Van Capelle took pains to emphasize that Miller’s Democratic opponents—former Bronx Borough Pres. Fernando Ferrer, Manhattan Borough Pres. C. Virginia Fields and Brooklyn Congressman Anthony Weiner—all have made solid commitments to equal rights for LGBT New Yorkers. He told Gay City News that he reached out to them before announcing the Miller endorsement “and people were fine; they understood and folks suggested that if they are in the Democratic runoff and Gifford is not, they would like to be looked at again.”

None of the candidates, including Bloomberg, is publicly criticizing the Pride Agenda for its decision, which was made by an eight-member committee consisting mostly of board members and did not formally include Van Capelle.

A New York Times poll conducted June 21-26 found Miller has the support of only seven percent of registered Democratic voters. Ferrer led with 34 percent, followed by Fields with 20 percent and Weiner with 10 percent. Match-ups with Bloomberg have Ferrer trailing 48 to 35 percent, and the other Democratic candidates faring worse, with Miller down 51 to 28 percent.

The mayor, who is financing his own campaign outside the city’s public campaign finance system, has already begun a multi-million dollar media buy that includes television and print outlets, including the gay press.

Van Capelle said that, based on past polling, his group believes that as much as 8.6 percent of city voters identify as LGBT, making the community a potential key swing constituency.
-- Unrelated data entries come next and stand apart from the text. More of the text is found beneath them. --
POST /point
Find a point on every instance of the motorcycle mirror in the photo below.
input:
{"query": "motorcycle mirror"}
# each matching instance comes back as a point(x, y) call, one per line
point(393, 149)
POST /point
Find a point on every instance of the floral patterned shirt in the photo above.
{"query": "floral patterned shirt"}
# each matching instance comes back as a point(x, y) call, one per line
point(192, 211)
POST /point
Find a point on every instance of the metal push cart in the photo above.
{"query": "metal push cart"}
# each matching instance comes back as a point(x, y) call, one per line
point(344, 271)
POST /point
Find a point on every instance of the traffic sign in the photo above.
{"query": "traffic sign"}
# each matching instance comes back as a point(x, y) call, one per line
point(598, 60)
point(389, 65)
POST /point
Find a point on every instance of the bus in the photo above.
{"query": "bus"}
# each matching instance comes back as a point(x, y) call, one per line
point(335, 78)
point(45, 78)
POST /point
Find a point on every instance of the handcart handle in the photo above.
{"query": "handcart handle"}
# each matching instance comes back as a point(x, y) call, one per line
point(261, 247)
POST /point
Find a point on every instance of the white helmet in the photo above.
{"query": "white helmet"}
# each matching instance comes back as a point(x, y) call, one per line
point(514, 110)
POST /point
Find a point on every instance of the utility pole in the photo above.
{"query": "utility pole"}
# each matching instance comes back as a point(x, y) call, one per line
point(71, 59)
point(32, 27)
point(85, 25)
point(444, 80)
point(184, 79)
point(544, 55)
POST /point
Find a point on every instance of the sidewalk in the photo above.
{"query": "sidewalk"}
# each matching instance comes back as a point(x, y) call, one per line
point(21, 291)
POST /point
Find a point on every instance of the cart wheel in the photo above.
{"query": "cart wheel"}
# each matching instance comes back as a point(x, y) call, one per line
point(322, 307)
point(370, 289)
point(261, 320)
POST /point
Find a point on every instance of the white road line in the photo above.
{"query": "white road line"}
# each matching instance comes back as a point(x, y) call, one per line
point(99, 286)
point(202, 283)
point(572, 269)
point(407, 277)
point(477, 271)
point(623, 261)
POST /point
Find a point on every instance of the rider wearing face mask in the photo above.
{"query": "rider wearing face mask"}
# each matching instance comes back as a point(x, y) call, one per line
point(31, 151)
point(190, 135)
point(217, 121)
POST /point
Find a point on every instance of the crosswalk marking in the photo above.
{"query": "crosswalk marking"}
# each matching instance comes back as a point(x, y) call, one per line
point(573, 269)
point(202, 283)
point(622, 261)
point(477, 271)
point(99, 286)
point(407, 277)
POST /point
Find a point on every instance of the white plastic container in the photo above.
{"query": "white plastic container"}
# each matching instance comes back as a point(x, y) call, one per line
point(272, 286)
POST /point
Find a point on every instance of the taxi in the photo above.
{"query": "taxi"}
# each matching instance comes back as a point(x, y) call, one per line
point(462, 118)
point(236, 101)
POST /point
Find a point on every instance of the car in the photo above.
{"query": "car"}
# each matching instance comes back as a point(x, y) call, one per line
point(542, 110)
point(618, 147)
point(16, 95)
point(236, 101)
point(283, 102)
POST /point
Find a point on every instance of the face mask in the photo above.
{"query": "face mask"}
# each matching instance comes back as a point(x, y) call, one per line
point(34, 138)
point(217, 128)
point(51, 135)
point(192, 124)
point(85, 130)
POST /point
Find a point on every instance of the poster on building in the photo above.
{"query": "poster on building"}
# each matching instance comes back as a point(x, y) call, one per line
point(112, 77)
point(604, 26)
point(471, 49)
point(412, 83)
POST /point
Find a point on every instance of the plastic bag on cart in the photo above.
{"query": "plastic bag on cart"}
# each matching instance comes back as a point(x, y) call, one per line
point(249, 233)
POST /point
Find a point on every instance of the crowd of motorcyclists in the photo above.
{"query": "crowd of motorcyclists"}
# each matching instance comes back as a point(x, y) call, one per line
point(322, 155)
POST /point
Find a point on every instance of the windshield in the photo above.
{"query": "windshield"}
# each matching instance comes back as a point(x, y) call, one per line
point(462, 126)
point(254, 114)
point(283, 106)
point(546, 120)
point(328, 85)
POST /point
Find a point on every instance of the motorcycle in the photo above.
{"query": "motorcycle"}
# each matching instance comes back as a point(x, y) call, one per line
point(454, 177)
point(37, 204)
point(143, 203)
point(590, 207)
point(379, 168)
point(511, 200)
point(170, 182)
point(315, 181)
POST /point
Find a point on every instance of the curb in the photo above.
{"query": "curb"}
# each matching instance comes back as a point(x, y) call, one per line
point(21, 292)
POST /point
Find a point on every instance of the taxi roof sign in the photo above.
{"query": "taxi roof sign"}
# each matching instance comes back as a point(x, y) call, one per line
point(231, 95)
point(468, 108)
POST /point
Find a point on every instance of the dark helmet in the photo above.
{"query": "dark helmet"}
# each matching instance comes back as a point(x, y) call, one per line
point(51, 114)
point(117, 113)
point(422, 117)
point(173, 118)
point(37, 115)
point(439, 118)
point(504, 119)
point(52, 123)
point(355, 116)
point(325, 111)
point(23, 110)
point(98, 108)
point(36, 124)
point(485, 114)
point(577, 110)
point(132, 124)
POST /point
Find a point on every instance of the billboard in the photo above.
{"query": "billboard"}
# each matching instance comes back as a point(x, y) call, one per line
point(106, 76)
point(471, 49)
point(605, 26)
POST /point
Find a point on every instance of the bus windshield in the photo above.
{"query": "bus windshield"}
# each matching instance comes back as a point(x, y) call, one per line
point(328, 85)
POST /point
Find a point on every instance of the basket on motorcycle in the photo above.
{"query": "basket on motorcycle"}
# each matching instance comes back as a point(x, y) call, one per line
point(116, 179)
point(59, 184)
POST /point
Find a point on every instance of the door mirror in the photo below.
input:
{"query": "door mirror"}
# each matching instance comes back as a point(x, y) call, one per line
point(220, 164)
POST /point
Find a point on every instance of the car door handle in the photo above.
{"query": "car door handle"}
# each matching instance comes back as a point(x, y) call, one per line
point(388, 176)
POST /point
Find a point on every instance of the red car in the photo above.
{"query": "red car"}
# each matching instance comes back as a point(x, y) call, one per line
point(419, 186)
As for Miller’s low standing in the polls at this point, Van Capelle said that the East Side councilman is “viable” and that “no one is paying attention to the mayoral race now.”

“This is not a paper endorsement,” Van Capelle emphasized at the press conference. “We will be on the streets for Gifford.”
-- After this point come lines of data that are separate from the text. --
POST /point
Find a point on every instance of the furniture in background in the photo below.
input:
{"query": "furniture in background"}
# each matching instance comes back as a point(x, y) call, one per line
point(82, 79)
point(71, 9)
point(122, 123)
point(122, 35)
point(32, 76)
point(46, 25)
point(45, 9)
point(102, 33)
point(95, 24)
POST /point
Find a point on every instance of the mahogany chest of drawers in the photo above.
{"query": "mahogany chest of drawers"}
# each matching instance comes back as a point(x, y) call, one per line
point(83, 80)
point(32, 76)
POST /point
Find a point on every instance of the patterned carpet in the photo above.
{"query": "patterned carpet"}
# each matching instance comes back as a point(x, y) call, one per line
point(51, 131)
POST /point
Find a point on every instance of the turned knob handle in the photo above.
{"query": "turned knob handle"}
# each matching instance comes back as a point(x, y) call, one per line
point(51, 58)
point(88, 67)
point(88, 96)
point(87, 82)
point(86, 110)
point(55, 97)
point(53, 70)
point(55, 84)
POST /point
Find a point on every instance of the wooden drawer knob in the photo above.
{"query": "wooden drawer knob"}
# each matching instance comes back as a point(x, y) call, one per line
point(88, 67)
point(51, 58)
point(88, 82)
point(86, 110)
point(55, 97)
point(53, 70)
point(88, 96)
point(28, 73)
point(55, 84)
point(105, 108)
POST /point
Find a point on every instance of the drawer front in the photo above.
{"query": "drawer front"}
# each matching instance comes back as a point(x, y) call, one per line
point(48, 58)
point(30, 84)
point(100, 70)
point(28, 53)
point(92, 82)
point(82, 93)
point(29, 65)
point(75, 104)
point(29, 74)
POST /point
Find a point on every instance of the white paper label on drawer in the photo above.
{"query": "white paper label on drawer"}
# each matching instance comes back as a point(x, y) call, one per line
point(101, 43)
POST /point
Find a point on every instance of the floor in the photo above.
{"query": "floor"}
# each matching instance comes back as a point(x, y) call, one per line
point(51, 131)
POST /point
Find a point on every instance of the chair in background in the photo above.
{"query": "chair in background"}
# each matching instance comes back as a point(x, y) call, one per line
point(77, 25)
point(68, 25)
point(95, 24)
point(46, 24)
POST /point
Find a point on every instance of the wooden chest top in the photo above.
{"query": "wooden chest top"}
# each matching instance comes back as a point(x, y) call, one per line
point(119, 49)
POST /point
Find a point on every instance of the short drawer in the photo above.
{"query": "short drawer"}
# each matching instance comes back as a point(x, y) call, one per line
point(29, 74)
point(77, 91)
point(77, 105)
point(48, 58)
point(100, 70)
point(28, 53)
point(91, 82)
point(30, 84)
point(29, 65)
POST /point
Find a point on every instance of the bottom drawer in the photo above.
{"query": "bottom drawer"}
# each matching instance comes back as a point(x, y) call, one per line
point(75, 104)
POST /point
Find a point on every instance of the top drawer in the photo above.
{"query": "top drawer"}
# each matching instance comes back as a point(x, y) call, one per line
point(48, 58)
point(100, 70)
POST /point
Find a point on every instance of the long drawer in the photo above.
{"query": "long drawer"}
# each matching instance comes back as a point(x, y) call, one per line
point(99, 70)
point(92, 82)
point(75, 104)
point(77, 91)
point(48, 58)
In 1997, the Pride Agenda, under different leadership, refused to support the Democratic candidate, then-Manhattan Borough Pres. Ruth Messinger, when Rudolph Giuliani won re-election, despite her unparalleled leadership on LGBT issues for two decades. Giuliani was way ahead in the polls and the Pride Agenda remained neutral in the race in exchange for the mayor’s commitment to sign a bill codifying existing domestic partner rights into law. The provisions of that bill fell short of one earlier introduced by then-Councilman Thomas Duane, a gay Chelsea Democrat now in the State Senate.

“It’s not 1997,” said Van Capelle, but no decision has been made on whom to endorse if Miller loses.

“Gifford Miller is going to be the nominee,” Van Capelle insisted.

Duane was on hand at the Pride Agenda press conference for Miller.

“He’s not just been with us 100 percent, he’s put LGBT rights front and center and ardently pushed for us more than other politicians,” Duane said.

Miller was also flanked by gay Councilman Philip Reed, a Democrat who represents portions of the Upper West Side and East Harlem, and Christine Quinn, a lesbian Democrat from Chelsea, who is hoping to become the next Council speaker, the second most powerful post in the city.

Van Capelle said Tuesday that the reaction to Sunday’s endorsement from community members was “overwhelmingly supportive.”

Miller has also been endorsed by the Gay and Lesbian Independent Democrats, the city’s oldest gay political club, and the Lesbian and Gay Democratic Club of Queens. Ferrer was endorsed this week by the Out People of Color Political Action Club, Weiner won the vote at the Lambda Independent Democrats of Brooklyn, and the Log Cabin Republicans will stump for Bloomberg who faces a primary challenge from former Queens Councilman Tom Ognibene.